Hills. Running. Hills. Geezus, she knows my name, so I get the cock eye as she assesses my pace, and a raised eyebrow which means, “really?”
Really. Expletive. Hard.
Get called out at the rower.
“Abby, did you hear what I said?”
“No.” (In my defense, I was helping a new person. . . OK, looking like a know-it-all. Fine.)
“Great, we’ll waste another thirty seconds and I’ll explain it again.”
End of the day, I take an Aleve. Hoping it will help tomorrow.
Day Two-Jack The Clipper
Still achy. Can’t imagine how it would feel if I had skipped my Aleve cocktail (which included copious amounts of wine). But here I am!

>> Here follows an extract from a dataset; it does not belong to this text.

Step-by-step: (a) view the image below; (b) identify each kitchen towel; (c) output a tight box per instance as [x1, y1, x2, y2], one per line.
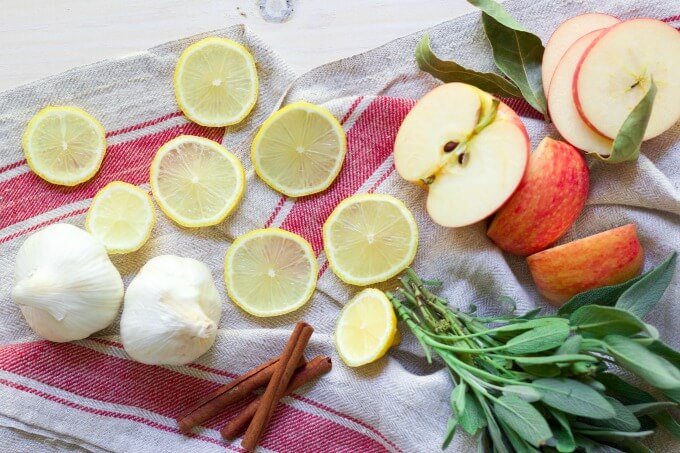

It happens to be one of my favorite trainer’s day. But since he shows up in a yellow wig and silver running shorts, maybe it’s not so serious?
Oh no. It is.
MORE HILLS?! Oh yes. 7%, 5%, 3% inclines. We also have floor exercises that start at 100 reps and work down to 10. If you can hang. Which I couldn’t.
So. . .I can’t feel my legs by the end of class (except in the beginning, when I could feel the ghost of YESTERDAY’S workout). Another Aleve cocktail tonight? Oh yes, please.
Day 3- The Sixth Sets
Oh. My. A hangover is NEVER a good way to walk into an Orangetheory workout on a regular day. This is worse. This trainer knows my name and my personal bests.Which she won’t let me slack off of.

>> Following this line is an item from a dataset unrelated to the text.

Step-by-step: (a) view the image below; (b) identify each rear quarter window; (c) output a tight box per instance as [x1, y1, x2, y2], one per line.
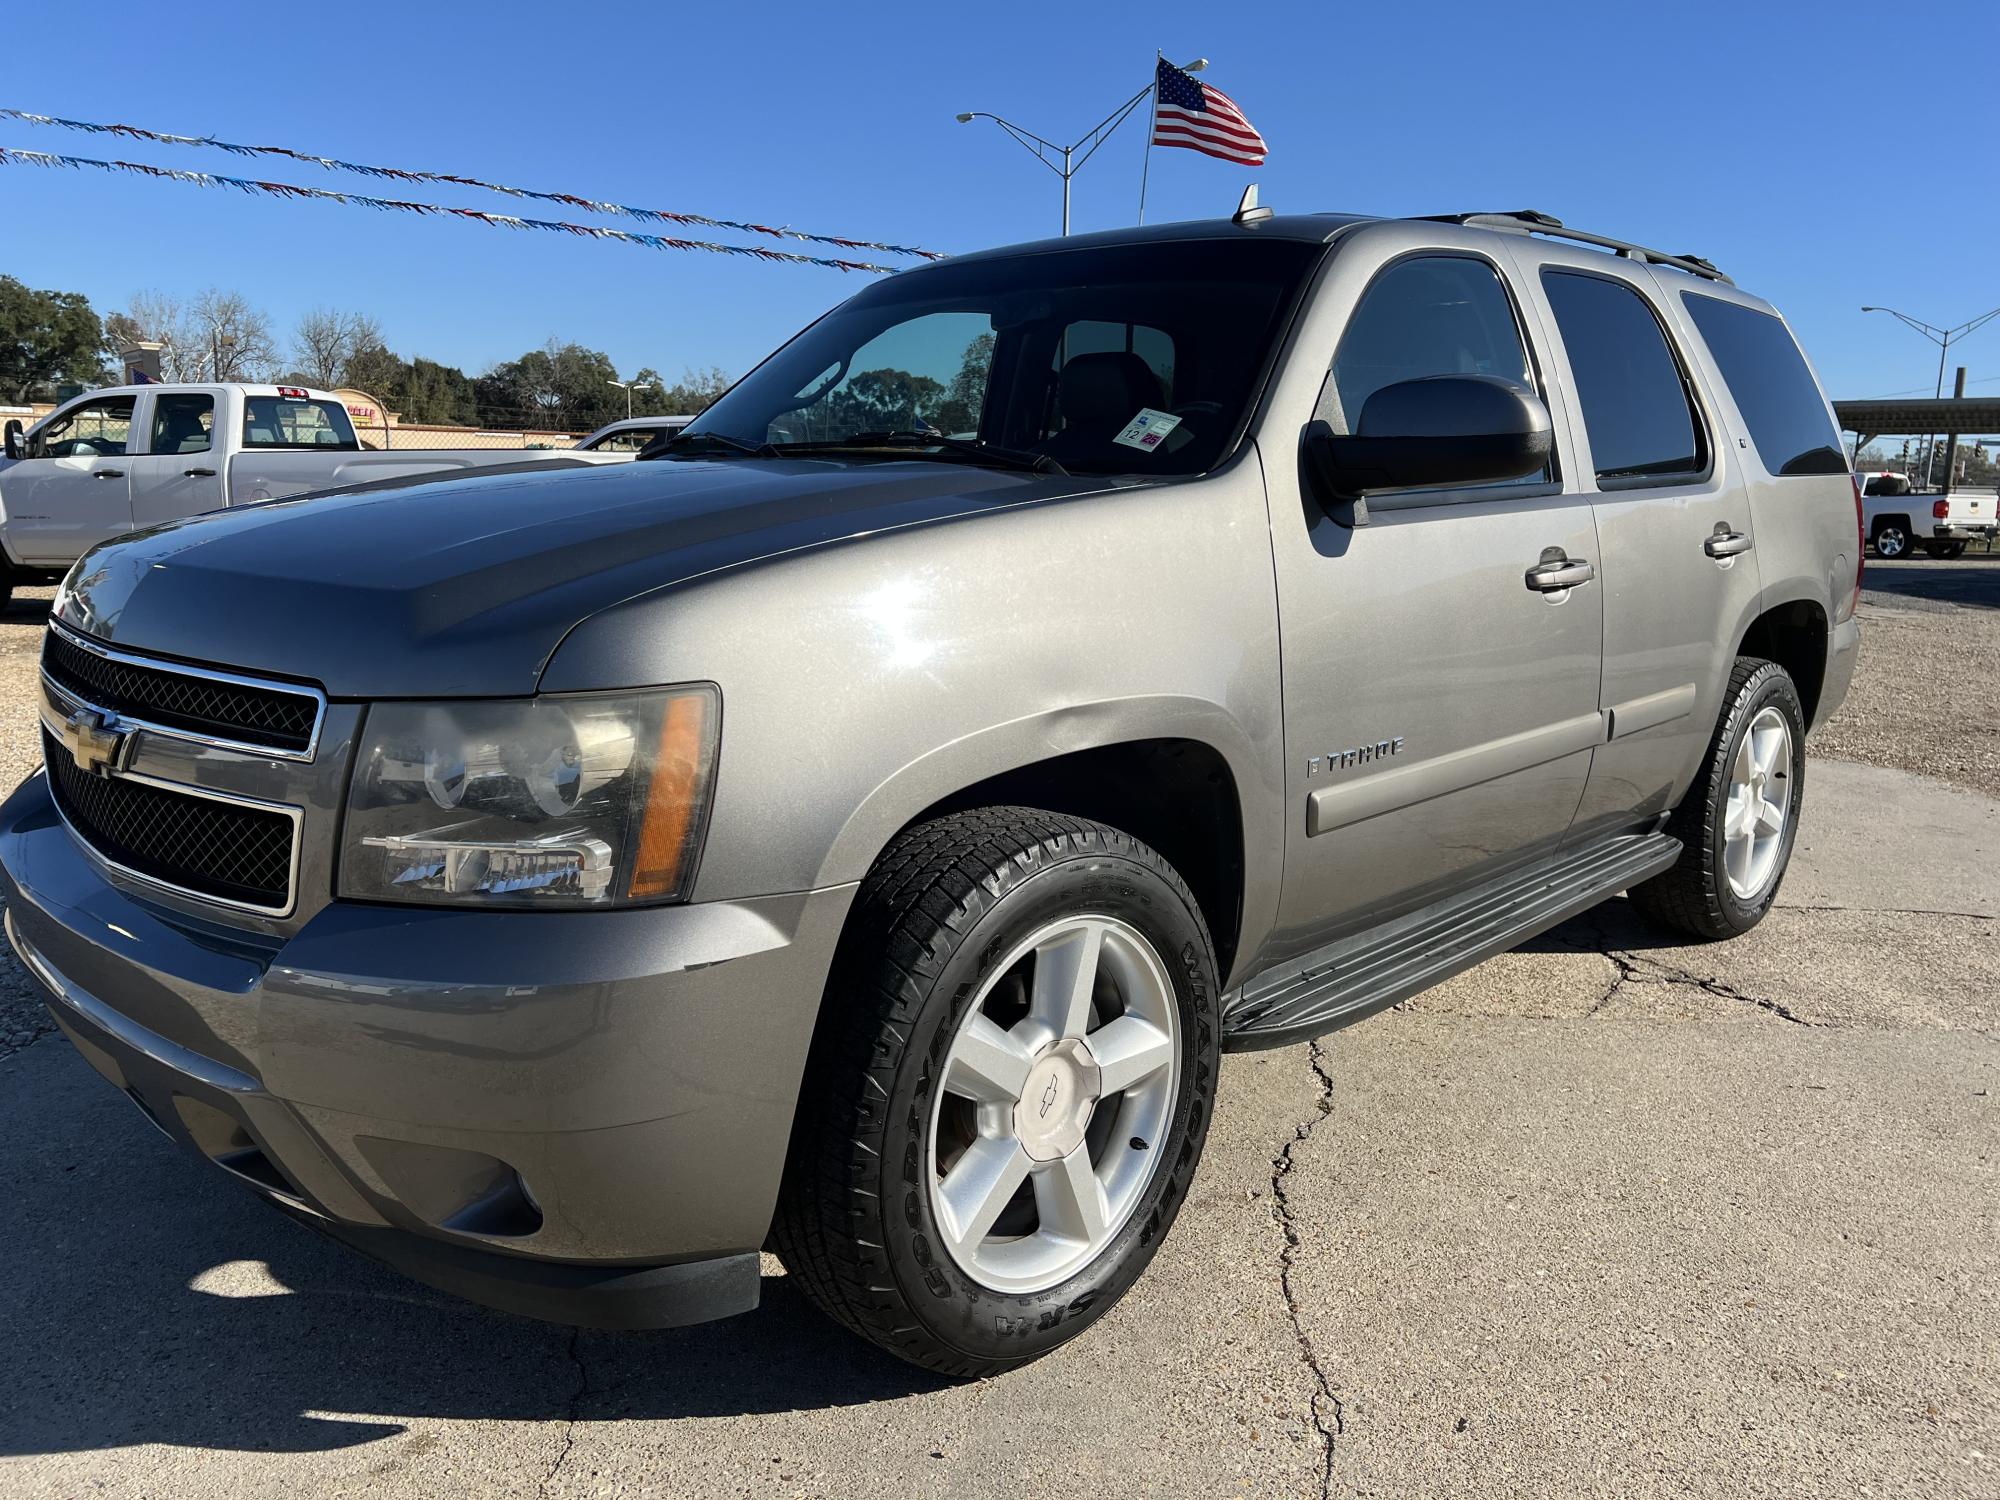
[1681, 295, 1846, 477]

She also likes to sing as she is torturing us.
Run/row sequences are usually a nice place to hang out. But today, I get placed next to this big guy. For some reason, when I get next to a guy trying to push himself, it makes me want to prove to him I can hang. Which is silly, since A: I’m hungover and this will hurt, and B: He’s not even watching me to care.
I hit a personal best. . .not sure how. But I think I annihilated my hangover. I left it crying in a puddle of sweat.
And the 6x6x6 sets on the floor meant heavy weights and step-ups. Balance? Not working so well today.
Maybe Aleve does not actually need an alcohol accelerator. I think I’ll lay off the sauce tonight.
Day 4- Silence of the Limbs
Not as sore . . .could it be I hit my stride?
Not likely. I think I’m just numb. Which is how my arms felt at the end of today. All the hard work today was on the floor, all bicep and tricep insane reps. All led by a trainer wearing board shorts, a mismatched flowered shirt and a preppy visor I felt like smacking off his head.
He was very supportive. But it’s a love/hate thing.
I keep reminding myself: there is a freaking shirt at stake here, ok? It’s a shirt. It’s a shirt.
It’s a damn shirt. . . that they’ll end up burying me in.
My mom says, “What happened to that, ‘everyone gets a trophy’ mentality that’s so popular these days? Shouldn’t everyone get a shirt if they at least try?”
I think she was being facetious. But I’m too fatigued to accurately determine that.
Day 5- Trick Or Treat
I got a substantial break. I was going for a five day sprint to the finish, but Halloween carnival and weekend Halloween carnival hangover (no, that had nothing to do with alcohol. . .see my blog to come) prevented that.
Feeling fat and lazy Saturday night, I thought a good dose of hot yoga before Monday would do some good. But I think my muscles rebelled. The break had caused them to believe that their hell was over, and they were not having it. Ahem.
Oh, for God’s sake. Just bring it on, already.
Oh goodie! We get to pick out of a sadistic smiling jack-o-lantern to determine the intensity of our workout. . .WHEEEE!
Three groups means a third of the class is spent rowing. . . WHEEEE!
I pick 3100 meters to row. . . Twice. WEEEEEAK.
And as the workout progresses, I have to wonder what the good-God-flippin’ difference it makes whether you pick a “trick” or a “treat”. See, to me, a treat involves chocolate. Wine. A massage. Not 20 reps of pop jacks. I snuck a peek in the pumpkin and looked at a “trick” card for reference.
31 burpees. Ah. OK.
But I MADE IT!!! I conquered my body demons this week! Whoo WOO!!
So, where’s the shirt?
“They’ll be in tomorrow. First come, first serve.”
Um. . . huh?
Nobody better lay a finger on my Butterfinger. There’ll be hell to pay.